Wahlen in Bolivien: Präsident Morales klammert an der Macht

Alles deutet vor den Präsidentschaftswahlen in Bolivien im Oktober auf eine vierte Amtszeit für Präsident Evo Morales hin, obwohl eine knappe Mehrheit in einem Referendum gegen seine erneute Kandidatur war. Macht das südamerikanische Land Rückschritte in der Demokratie?

Bolivien lehrt uns gerade, dass Demokratien allzu oft nur so stark sind wie ihre schwächste Institution. Präsident Evo Morales wird vermutlich erneut regieren, weil die Justiz seines Landes nicht unabhängig ist. In Lateinamerika liefert das neuen Stoff für die langjährige Debatte über Begrenzung von Amtszeiten und die Einschränkung von Präsidialmacht.

Im November 2017 hob das Oberste Wahlgericht Boliviens das Ergebnis eines Referendums aus dem Jahr 2016 auf, bei dem die Bolivianer die Lockerung der Amtszeitbeschränkung mit knapper Mehrheit abgelehnt hatten, was Morales eine erneute Kandidatur am 20. Oktober 2019 erlaubt. Den Präsidenten daran zu hindern, wieder zu kandidieren, stellt nach Auffassung des Gerichts eine Verletzung seiner Menschenrechte dar.

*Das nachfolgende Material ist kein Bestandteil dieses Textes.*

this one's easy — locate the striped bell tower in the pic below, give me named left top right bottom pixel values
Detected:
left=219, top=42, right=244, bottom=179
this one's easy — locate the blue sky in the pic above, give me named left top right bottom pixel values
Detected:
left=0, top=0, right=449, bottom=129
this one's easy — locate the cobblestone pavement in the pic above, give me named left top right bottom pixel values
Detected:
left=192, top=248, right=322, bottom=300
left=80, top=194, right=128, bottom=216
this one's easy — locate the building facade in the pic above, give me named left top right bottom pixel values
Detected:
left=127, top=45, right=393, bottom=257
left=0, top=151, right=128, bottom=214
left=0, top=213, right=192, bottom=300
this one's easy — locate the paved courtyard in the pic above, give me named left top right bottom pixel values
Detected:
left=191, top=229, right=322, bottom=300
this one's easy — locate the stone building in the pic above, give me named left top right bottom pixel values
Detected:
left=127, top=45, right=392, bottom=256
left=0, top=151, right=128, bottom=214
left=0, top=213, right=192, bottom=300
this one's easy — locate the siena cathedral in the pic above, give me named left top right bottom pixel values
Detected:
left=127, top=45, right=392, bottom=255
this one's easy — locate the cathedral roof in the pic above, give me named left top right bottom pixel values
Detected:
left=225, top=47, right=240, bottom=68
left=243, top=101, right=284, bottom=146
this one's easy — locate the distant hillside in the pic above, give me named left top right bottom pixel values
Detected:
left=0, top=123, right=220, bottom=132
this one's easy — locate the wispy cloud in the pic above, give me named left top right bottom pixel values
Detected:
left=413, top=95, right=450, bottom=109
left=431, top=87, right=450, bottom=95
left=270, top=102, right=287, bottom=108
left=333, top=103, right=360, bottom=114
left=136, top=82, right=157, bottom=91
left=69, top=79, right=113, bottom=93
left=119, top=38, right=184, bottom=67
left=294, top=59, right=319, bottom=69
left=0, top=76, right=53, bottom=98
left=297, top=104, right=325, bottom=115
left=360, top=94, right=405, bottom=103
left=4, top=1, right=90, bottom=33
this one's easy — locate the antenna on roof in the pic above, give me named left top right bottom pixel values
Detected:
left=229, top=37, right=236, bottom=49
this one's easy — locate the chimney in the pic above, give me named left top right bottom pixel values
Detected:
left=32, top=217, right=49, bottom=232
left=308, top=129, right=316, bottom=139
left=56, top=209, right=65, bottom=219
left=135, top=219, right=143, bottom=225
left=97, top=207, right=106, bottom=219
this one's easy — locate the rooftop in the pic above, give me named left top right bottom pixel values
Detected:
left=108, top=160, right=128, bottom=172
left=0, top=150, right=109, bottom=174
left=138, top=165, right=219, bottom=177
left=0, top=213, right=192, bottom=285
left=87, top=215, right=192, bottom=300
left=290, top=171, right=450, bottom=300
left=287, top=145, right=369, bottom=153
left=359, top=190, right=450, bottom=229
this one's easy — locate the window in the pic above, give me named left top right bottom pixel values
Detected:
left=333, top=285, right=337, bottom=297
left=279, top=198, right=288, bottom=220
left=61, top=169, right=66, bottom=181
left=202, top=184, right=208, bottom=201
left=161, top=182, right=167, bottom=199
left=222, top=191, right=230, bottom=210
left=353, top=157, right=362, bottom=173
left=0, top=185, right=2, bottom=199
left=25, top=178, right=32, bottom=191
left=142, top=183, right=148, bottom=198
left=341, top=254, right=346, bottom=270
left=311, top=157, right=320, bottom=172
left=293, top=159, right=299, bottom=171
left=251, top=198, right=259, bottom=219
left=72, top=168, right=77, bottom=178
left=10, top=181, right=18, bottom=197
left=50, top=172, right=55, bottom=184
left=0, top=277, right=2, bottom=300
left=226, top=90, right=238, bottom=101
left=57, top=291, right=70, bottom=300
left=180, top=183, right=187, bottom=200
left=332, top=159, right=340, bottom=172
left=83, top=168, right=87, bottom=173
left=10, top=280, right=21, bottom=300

Morales, ein charismatischer ehemaliger Kokabauer und Gewerkschaftsführer, kam 2006 an die Macht und leitete kurz darauf eine Verfassungsreform ein, die seine Wiederwahl ermöglichte. 2009 und 2014 wurde er im Amt bestätigt. Seine letzte Kandidatur rechtfertigte er damit, dass seine erste Amtszeit noch unter der vorherigen Verfassung stattgefunden hatte.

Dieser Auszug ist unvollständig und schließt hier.